Mais cette crise met aussi en lumière les dysfonctionnements graves de la protection de l’enfance, que nous connaissons depuis trop longtemps, et nous interroge sur ses évolutions récentes. Il est donc temps pour nous de tirer le signal d’alarme, afin que les orientations politiques soient revues en profondeur. Parce qu’au final, ce sont des enfants, des jeunes et des familles qui seront encore oubliés et sacrifiés!
Nous ne sommes plus en mesure d’assurer les fondamentaux de notre travail
Notre métier d’éducatrice et d’éducateur est centré sur le lien, la relation éducative. C’est ce lien qui nous permettra d’aider des enfants de plus en plus abîmés à se reconstruire, et à construire leur vie future. Il n’y a pas d’accompagnement éducatif sans cette relation de confiance, tissée petit à petit, au quotidien, dans tous les actes les plus anodins de la vie quotidienne.

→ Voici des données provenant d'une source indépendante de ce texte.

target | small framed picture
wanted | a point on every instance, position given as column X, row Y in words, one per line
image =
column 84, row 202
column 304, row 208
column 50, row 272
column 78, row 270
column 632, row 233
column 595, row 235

Cela implique d’avoir du temps pour partager un repas, une activité, pour parler, pour rire, pour leur apporter du réconfort, pour leur donner un cadre rassurant et bienveillant.
Il faut donc de la proximité, de la présence en continu, de l’écoute ! Il faut être ensemble et faire ensemble !
Mais nous n’avons souvent plus ce temps, car nous sommes comptables de tout, nous devons fournir des prestations comme si nous étions des guichets froids et désincarnés. Or, si nous perdons ce lien, ou ne sommes plus en mesure de le maintenir, c’est l’essence même du métier de travailleuses et travailleurs sociaux qui disparaît. Et Malheureusement, ce que nous constatons va dans le sens d’une fragilisation encore accrue de ce lien unique et précieux.
Nous sommes dans un métier où le sens doit avoir toute sa place. Quel sens donnons-nous à nos actions ? Comment avancer si nous ne prenons pas le temps d’analyser, de questionner, de comprendre, de penser ? Nous ne voulons pas devenir des machines qui agiraient trop vite, par automatisme et pour répondre à des commandes.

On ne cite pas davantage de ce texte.